22 aout 2017

C’est là, dans l’étreinte de la forêt vierge, qu’il souhaitait vivre à jamais. Il avait atteint l’endroit où toute sa réalité encore non vécue l’attendait.

« Ça ne me fait pas peur »

(Hella S. Haasse, Les seigneurs du thé)

 

***

 

Toute mon épaule gauche a peur. Elle se retient à un poteau de téléphone, ne voyant pas que dans l’étreinte de la forêt vierge, il y aura des troncs auxquels s’agripper, sur lesquels même se propulser pour avancer plus vite lorsqu’elle en aura envie. Mais aussi, surtout, pour se ralentir et prendre le temps de jouer, de tisser un jeu de ficelle qui lui servira de hamac, d’abribus, de bibliothèque.

Toute mon épaule gauche, c’est l’étui de mon cœur. Et s’il bat, ce cœur, c’est pour attraper toute sa réalité encore non vécue, et l’enserrer d’un lasso. Mais il n’y arrivera pas s’il souhaite vivre à jamais. Il restera plutôt, dans une épaule dans une forêt, une image qui reviendra même si les années passent.

 

(Extrait sur la photo d’un poème de Claudia Hernandez de Valle-Arizpe paru dans Exit no 83, trad. Ana Cristina Zuniga.)

22 juillet 2017

C’est là, dans l’étreinte de la forêt vierge, qu’il souhaitait vivre à jamais. Il avait atteint l’endroit où toute sa réalité encore non vécue l’attendait.

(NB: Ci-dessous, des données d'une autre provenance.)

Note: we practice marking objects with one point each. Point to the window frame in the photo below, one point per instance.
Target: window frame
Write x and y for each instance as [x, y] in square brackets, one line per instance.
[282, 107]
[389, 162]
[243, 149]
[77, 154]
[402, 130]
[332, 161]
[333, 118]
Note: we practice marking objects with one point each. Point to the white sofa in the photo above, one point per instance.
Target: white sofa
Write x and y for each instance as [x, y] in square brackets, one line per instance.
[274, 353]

« Ça ne me fait pas peur »

(Hella S. Haasse, Les seigneurs du thé)

 

***

 

J’ai atteint cet endroit. En fait j’ai les deux pieds imprimés dans le béton de ma forêt vierge, près de sa lisière – de sortie ou d’entrée? Parfois, ce qui demande le plus d’énergie n’est pas d’aller loin, mais de faire demi-tour. Lorsque je trouve comment m’élever un peu de terre pour que mes sandales ne touchent qu’à la couche supérieure du ciment ou de l’asphalte, celle qui reste molle malgré tout, j’arrive à pivoter malléablement.

Et alors je vois, dans toute sa solidité, ma réalité vécue dans les dernières semaines, dans les derniers mois. D’une canne de peinture verte, neutre comme l’espoir, je bidouille par-dessus les graffitis qui ornent mes murs : je change vers en univers, je tague mon nom comme un appel, je me retourne quelques instants trop tard après que tu t’es retourné. Je te manque. Mais l’avenir ne manque pas.